Baer's talk was offered via Zoom to undergraduate and graduate students enrolled in the seminar, and had three parts. In the first section, Baer focused on translation studies pedagogy and the challenges involved. In the second part, he explained the concept of polysemy, i.e. the multiple meanings of a word, and how it complicates the decision-making process and creativity of a translation project. Finally, following literary critic George Steiner’s ideas on translation, Baer proposed that, “meaning is constructed in the act of interpretation; it does not exist somehow outside language or before it is subjected to interpretation.” In that sense, he argued that both the reception context and the production context are key to understanding the translation process.
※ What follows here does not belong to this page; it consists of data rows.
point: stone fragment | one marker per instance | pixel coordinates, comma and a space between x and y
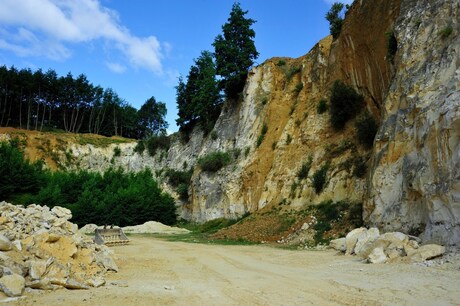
377, 256
71, 283
5, 243
12, 285
366, 237
62, 212
42, 284
339, 244
95, 282
426, 252
352, 238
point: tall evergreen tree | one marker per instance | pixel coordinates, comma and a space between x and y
335, 19
152, 117
235, 51
199, 101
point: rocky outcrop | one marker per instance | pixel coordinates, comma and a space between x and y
413, 178
414, 183
41, 250
369, 245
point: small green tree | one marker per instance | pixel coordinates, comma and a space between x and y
345, 103
235, 51
152, 118
335, 18
366, 128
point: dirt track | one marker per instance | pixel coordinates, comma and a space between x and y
158, 272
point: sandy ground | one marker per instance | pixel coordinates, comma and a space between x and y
158, 272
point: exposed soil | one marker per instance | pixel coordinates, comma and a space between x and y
158, 272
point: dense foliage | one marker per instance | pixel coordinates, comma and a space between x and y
335, 18
42, 100
366, 128
199, 100
345, 104
180, 180
319, 178
114, 197
17, 175
235, 51
214, 161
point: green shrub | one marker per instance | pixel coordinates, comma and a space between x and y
17, 175
261, 136
392, 45
298, 88
175, 177
213, 226
319, 178
215, 161
305, 169
157, 142
334, 16
446, 31
140, 147
116, 152
322, 106
345, 104
246, 151
293, 70
182, 190
359, 166
114, 197
214, 135
281, 63
334, 150
366, 128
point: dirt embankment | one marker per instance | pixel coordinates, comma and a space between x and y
157, 272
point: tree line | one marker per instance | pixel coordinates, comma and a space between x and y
112, 197
37, 100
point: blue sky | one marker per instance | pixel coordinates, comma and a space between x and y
140, 47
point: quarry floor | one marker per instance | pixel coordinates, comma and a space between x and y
158, 272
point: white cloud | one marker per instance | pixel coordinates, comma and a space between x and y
58, 23
116, 67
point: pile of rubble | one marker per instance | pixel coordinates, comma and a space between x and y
41, 250
388, 247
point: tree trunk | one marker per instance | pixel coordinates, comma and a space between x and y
43, 116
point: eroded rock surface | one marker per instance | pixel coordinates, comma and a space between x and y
41, 249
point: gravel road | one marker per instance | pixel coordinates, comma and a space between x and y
159, 272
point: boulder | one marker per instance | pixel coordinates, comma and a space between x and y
95, 282
12, 285
352, 237
426, 252
62, 212
5, 243
366, 238
377, 256
339, 244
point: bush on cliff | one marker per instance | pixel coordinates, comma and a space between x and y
345, 104
17, 175
215, 161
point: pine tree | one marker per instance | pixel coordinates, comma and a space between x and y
235, 51
199, 100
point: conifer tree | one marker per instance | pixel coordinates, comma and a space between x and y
235, 51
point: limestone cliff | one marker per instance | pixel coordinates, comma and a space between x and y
414, 181
413, 178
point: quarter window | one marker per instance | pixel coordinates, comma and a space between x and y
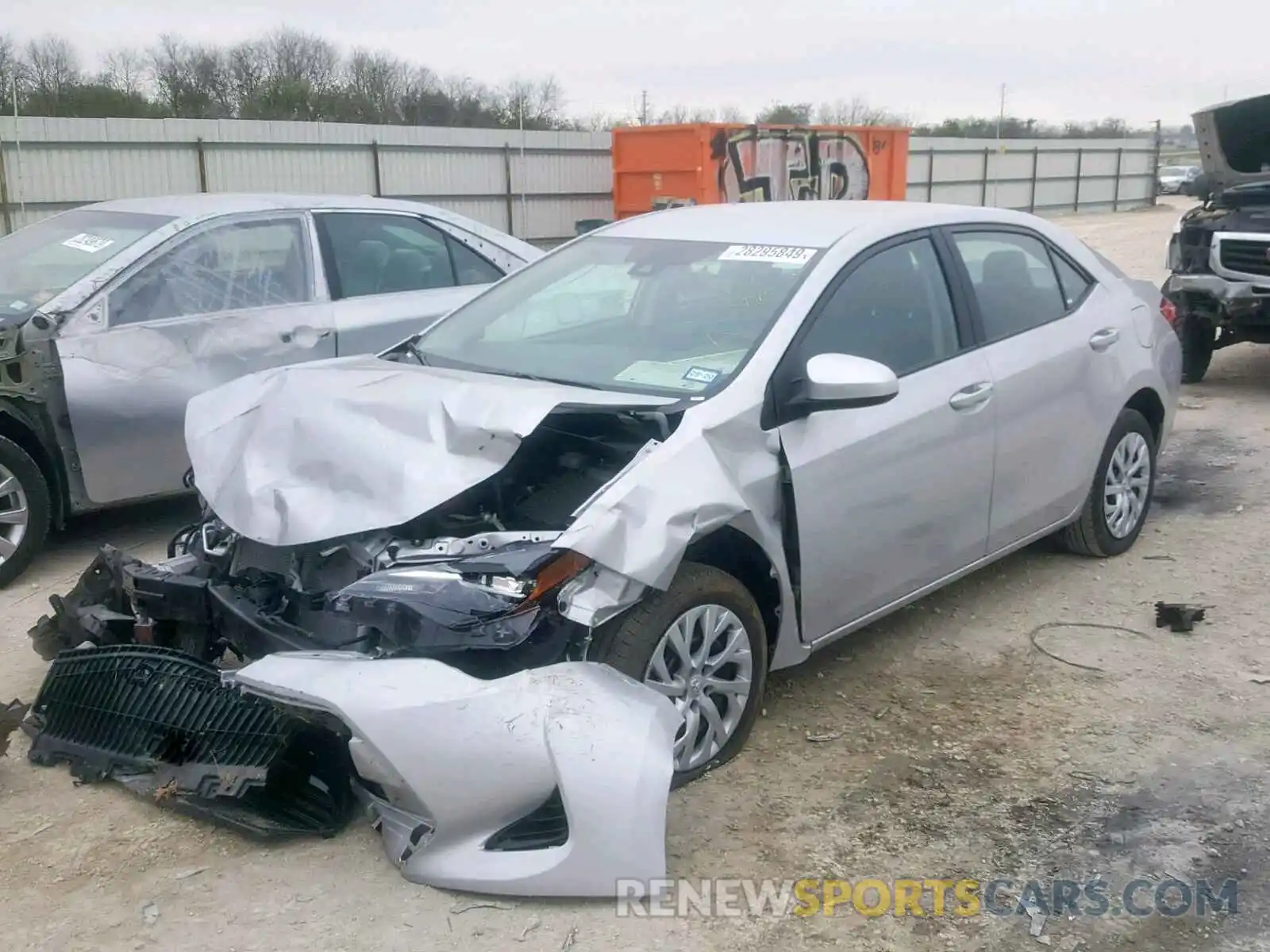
225, 268
1073, 282
385, 254
893, 309
1014, 281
For Baer, translation is, in fact, a complex decision-making process, since translators can use not one but multiple solutions in their daily practice. “I think we’re actually trying to be ‘faithful’,” he told the virtual audience. “It’s what constitutes faithfulness, or how we conceptualize that faithfulness what distinguishes translation from other forms of writing, such as adaptation and, of course, original writing.”
According to the Kent State University professor, translation fidelity should not be connected to the idea of literalness (translating a text word by word verbatim); instead, it should be linked with the idea that translators attempt to communicate ideas effectively from one language into another. To do so, they have to interpret what is relevant in a text by making the most out of their translator competence.
One piece of advice Baer gives to his own students and that he shared with the attendees of his talk is that one should demystify translation theory. “Think of it as just the way people conceptualize the task of translation that transcends any one specific translation project,” Baer said. “If we think about theory that way, then we can design our theoretical support in ways that directly meet the needs of the students to guide their decision making.”
A broader audience had the opportunity to talk with Baer following a Q&A with the students taking the seminar, in which he discussed his thoughts about pedagogy, his current translation project, the challenges of translating Russian literature, and the idea of untranslatability, among other topics.